Monday, 6 November 2023

How can Ghana creatively lift tens of millions out of poverty successfully?

There are many paths to transforming emerging nations into prosperous and equitable societies. The question to ponder over in our specific case is: How can Ghana creatively lift tens of millions out of poverty successfully - and ensure its longterm stability as a peaceful liberal democracy, and equitable African society that way, dear critical-reader?

Clearly, it is vital, if our homeland Ghana is to remain stable and peaceful, that governments-of-the-day, focus on policies that will engender societal-levelling-up, which will help transform our nation into a prosperous African country, in which there is social mobility, and in which tens of millions have been successfully lifted out of poverty.

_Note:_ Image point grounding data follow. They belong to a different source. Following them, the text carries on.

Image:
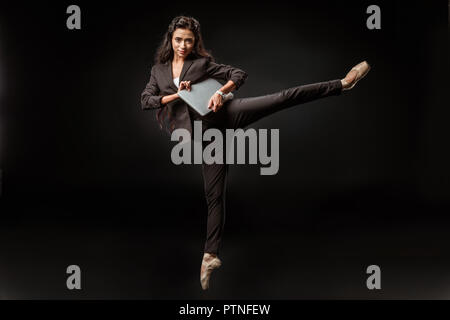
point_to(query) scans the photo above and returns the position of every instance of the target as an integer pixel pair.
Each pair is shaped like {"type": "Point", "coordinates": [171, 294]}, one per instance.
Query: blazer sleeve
{"type": "Point", "coordinates": [150, 97]}
{"type": "Point", "coordinates": [226, 72]}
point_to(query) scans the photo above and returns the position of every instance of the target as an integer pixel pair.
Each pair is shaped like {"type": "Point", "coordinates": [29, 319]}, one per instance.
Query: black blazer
{"type": "Point", "coordinates": [194, 69]}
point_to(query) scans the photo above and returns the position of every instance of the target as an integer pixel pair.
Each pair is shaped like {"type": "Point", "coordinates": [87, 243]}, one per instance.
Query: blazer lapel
{"type": "Point", "coordinates": [187, 63]}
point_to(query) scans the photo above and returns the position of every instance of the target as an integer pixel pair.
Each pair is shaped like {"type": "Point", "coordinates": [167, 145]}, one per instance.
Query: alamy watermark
{"type": "Point", "coordinates": [214, 151]}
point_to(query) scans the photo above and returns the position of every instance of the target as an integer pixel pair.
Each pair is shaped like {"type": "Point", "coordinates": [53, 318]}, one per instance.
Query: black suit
{"type": "Point", "coordinates": [196, 70]}
{"type": "Point", "coordinates": [236, 113]}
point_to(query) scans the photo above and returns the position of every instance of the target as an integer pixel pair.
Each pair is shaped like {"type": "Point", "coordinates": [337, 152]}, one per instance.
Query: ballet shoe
{"type": "Point", "coordinates": [207, 268]}
{"type": "Point", "coordinates": [355, 74]}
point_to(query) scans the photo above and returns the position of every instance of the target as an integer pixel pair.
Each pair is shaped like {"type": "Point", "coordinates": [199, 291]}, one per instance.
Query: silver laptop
{"type": "Point", "coordinates": [200, 94]}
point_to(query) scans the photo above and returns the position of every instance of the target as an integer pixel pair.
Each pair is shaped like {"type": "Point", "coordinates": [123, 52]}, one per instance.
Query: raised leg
{"type": "Point", "coordinates": [239, 113]}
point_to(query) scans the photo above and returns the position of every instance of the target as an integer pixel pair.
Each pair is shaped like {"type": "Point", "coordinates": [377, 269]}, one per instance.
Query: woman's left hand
{"type": "Point", "coordinates": [216, 102]}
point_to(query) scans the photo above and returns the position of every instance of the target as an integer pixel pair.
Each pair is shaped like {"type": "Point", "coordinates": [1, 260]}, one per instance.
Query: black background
{"type": "Point", "coordinates": [87, 177]}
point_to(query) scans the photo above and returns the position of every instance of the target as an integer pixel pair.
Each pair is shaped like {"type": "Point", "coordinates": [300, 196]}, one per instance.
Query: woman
{"type": "Point", "coordinates": [182, 60]}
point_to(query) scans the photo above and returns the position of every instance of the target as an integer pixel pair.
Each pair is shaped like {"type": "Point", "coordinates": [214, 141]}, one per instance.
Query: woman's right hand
{"type": "Point", "coordinates": [184, 85]}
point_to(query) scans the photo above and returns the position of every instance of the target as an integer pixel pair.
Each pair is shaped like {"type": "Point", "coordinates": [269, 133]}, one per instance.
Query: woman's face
{"type": "Point", "coordinates": [182, 42]}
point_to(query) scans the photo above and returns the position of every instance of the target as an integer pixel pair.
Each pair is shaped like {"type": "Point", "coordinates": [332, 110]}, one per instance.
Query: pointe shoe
{"type": "Point", "coordinates": [207, 268]}
{"type": "Point", "coordinates": [355, 74]}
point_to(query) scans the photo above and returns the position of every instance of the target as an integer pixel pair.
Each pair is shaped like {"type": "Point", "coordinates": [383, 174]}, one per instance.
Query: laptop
{"type": "Point", "coordinates": [200, 94]}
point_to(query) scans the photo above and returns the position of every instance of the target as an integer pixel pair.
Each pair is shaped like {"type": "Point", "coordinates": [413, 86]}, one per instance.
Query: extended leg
{"type": "Point", "coordinates": [239, 113]}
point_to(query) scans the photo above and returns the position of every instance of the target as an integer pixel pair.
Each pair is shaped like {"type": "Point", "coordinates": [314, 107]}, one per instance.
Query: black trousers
{"type": "Point", "coordinates": [240, 113]}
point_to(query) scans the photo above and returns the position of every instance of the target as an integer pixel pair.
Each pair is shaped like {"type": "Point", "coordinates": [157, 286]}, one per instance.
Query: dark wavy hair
{"type": "Point", "coordinates": [164, 52]}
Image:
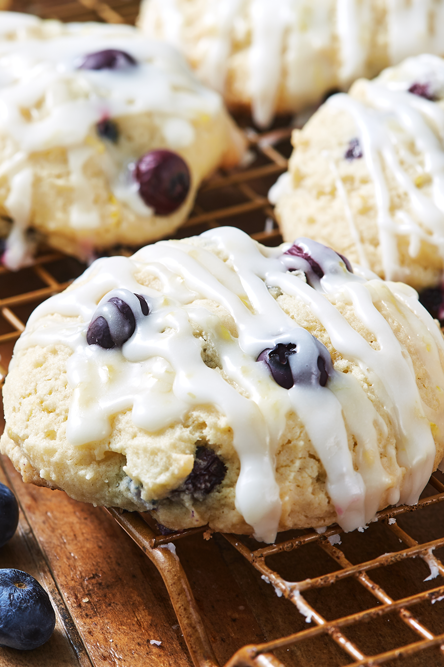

After all, dear critical-reader, ordinary people don't want much, do they? Most Ghanaians would be content with and happy to: own a house in urban Ghana; have another one in their hometown if possible; be able able to educate their offspring to tertiary level (if they have aptitude for that); be in a position to help those less fortunate themselves whenever the need arises; attend funerals and make appreciable cash donations to bereaved families mourning their loved one's passage; chill whenever they feel the need to do so, by partying; going to beaches; visit tourist attractions; attend weddings; etc., etc.

In light of that observation, surely, a wise and aspirational African people like Ghanaians, ought to come to a national consensus that rather than allowing a powerful and greedy few to hijack their entire system, and enriching themselves at the expense of the rest of society, to the extent of even bankrupting their nation in the process, in so doing, the resources of their country, should rather be utilised to provide individuals and families that need it, 100-year generational-levelling-up loans, with 5-year moratorium grace periods, before they begin installment payments to pay off those longterm interest-free loans meant to enable needy families and individuals across the entire nation, to bootstrap their own way out of poverty, into the middle classes?

The question to ponder over is: What disaster, if any, would befall Ghana, were digital bank accounts to be opened by the Bank of Ghana (BoG), for families and individuals that opt to participate in such a generational levelling-up initiative, into which the BoG's Central Bank Digital Cedi (CBDC), would be deposited, to finance the building of family homes in planned new green communities across Ghana, which are climate resilient and sited around core parks with adventure park facilities, in concentric circles, with each family home sited in the midst of walled-compounds of fruit forest gardens, ditto served by road networks lined on both sides with fruit trees? Would that not lift tens of millions out of poverty across Ghana, one humbly asks, Ghanafuor?